Re: Question on $@ vs $@$@

[Greg Wooledge]

On Fri, Aug 23, 2024 at 01:28:49 +0200, Steffen Nurpmeso wrote:
>   a() { echo $#,1=$1,2=$2,"$*",$*,; }
>   set -- a b c
>   echo 2
>   IFS=:; echo "$*"$*; a $* "$*";

Your printing function "a" is highly questionable.  It's got unquoted
word expansions that'll do who knows what, and it's also using echo
which may interpret contents and alter them.

If you want to see the arguments given, I recommend this instead (assuming
bash):

args() {
    if (($#)); then
        printf '%d args:' "$#"
        printf ' <%s>' "$@"
        echo
    else
        echo "0 args"
    fi
}

If you need it to work in sh, replace (($#)) with something like
test "$#" != 0.  You could also write a script named args which performs
the same steps, so that it can be invoked from anywhere.  Here's mine:


hobbit:~$ cat bin/args
#!/bin/sh
printf "%d args:" "$#"
test "$#" -gt 0 && printf " <%s>" "$@"
echo


> Why does bash (aka sh(1)) word splits
> 
>   IFS=:; echo "$*"$*; a $* "$*";
>                         ^
>                         this
> 
> unquoted $* at SPACE into three different tokens?

Unquoted $* is expanded in three passes.  The first pass generates one word
per parameter.  The second pass applies word-splitting (based on IFS) to
each word.  The third pass applies globbing (pathname expansion) to each
of *those* words.

So, you're expanding $* to <a> <b> <c>.  Since none of those words
contains any IFS characters, or any globbing characters, that's the
final list.

You're therefore calling a with 4 parameters:

    a "a" "b" "c" "a:b:c"

> then bash gives me
> 
>   2
>   a:b:ca b c
>   4,1=a,2=b,a:b:c:a:b:c,a b c a b c,

Your printing function contains an unquoted $*, so we repeat the same
procedure.  You have 4 parameters, so $* is first expanded to a list
of one word per parameter: <a> <b> <c> <a:b:c>.

Next, since IFS is set to : at this point, the fourth word is split into
a new list of words, and now you have <a> <b> <c> <a> <b> <c>.

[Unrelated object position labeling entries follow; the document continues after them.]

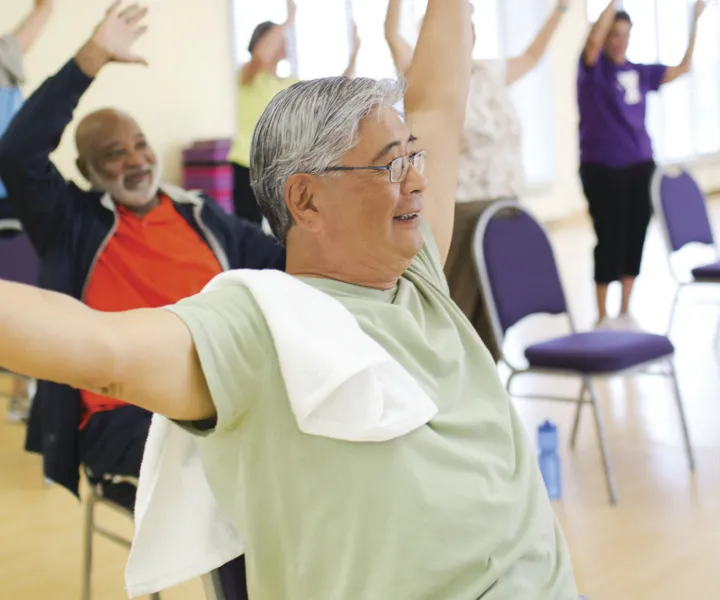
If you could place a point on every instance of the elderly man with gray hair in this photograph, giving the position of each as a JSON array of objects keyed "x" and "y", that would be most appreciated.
[{"x": 454, "y": 509}]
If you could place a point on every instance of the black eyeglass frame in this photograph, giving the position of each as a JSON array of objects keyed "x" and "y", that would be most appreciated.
[{"x": 407, "y": 160}]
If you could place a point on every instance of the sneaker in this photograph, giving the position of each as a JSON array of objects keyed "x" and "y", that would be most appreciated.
[
  {"x": 604, "y": 324},
  {"x": 626, "y": 323}
]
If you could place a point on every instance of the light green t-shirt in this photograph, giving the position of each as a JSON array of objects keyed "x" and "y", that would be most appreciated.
[
  {"x": 252, "y": 99},
  {"x": 455, "y": 510}
]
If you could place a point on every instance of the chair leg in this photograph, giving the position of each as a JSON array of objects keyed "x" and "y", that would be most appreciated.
[
  {"x": 609, "y": 477},
  {"x": 578, "y": 410},
  {"x": 87, "y": 546},
  {"x": 671, "y": 318},
  {"x": 683, "y": 420}
]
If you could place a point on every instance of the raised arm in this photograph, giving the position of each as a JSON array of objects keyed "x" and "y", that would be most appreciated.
[
  {"x": 598, "y": 34},
  {"x": 145, "y": 357},
  {"x": 29, "y": 30},
  {"x": 435, "y": 104},
  {"x": 36, "y": 190},
  {"x": 672, "y": 73},
  {"x": 266, "y": 50},
  {"x": 519, "y": 66},
  {"x": 399, "y": 48},
  {"x": 350, "y": 71}
]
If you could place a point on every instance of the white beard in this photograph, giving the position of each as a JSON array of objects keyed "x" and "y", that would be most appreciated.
[{"x": 117, "y": 189}]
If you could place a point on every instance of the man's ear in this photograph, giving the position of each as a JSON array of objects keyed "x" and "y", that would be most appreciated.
[
  {"x": 300, "y": 199},
  {"x": 82, "y": 167}
]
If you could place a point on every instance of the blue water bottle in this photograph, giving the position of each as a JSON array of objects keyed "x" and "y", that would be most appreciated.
[{"x": 549, "y": 459}]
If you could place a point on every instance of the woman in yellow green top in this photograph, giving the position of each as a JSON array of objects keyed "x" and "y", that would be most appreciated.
[{"x": 258, "y": 84}]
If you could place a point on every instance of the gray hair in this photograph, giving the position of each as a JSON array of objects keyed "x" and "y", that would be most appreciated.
[{"x": 306, "y": 129}]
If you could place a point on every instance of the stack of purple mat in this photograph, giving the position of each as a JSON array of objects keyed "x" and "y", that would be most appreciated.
[{"x": 205, "y": 168}]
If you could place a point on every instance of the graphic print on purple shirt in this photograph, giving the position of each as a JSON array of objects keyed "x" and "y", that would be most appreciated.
[{"x": 612, "y": 100}]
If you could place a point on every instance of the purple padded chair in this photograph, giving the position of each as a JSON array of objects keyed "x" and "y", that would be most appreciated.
[
  {"x": 18, "y": 261},
  {"x": 681, "y": 211},
  {"x": 519, "y": 278},
  {"x": 228, "y": 582}
]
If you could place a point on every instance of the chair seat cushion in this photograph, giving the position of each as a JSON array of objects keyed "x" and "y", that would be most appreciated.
[
  {"x": 599, "y": 351},
  {"x": 705, "y": 272}
]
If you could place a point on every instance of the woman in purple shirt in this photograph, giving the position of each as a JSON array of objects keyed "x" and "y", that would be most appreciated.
[{"x": 616, "y": 157}]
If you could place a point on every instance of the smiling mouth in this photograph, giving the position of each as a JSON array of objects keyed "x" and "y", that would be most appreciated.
[{"x": 407, "y": 217}]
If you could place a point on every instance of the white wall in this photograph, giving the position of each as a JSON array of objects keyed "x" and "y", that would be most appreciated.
[{"x": 187, "y": 91}]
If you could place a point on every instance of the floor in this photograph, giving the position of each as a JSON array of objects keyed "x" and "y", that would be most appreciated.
[{"x": 660, "y": 542}]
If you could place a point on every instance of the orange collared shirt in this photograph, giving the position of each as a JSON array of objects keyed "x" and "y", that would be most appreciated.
[{"x": 150, "y": 261}]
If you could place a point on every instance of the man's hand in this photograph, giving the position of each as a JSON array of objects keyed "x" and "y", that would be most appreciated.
[
  {"x": 292, "y": 11},
  {"x": 113, "y": 39}
]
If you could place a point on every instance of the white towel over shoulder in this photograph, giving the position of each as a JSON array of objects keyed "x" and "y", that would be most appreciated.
[{"x": 341, "y": 384}]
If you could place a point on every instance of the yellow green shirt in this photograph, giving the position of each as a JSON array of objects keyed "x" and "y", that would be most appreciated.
[
  {"x": 455, "y": 510},
  {"x": 251, "y": 102}
]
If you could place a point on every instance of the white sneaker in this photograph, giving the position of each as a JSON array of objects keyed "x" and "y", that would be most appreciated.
[
  {"x": 626, "y": 323},
  {"x": 605, "y": 324}
]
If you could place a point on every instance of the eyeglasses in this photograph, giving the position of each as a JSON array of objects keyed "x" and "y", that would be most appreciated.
[{"x": 397, "y": 168}]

Finally, globbing would apply.  In this case, there are no globbing
characters, so no further changes occur.

Ultimately, you call echo with the following arguments:

    echo "4,1=a,2=b,a:b:c:a:b:c,a" "b" "c" "a" "b" "c,"

echo doesn't care about IFS, so it writes these arguments with spaces
between them, and therefore you see the output that you see.

Unquoted $* and $@ are almost always errors.  You should not use them
without an extremely good reason.

In 90% of cases, what you want is "$@" which preserves the parameter
list.  In 9% of cases, you want "$*" which concatenates all the
parameters together into a single string, for reporting.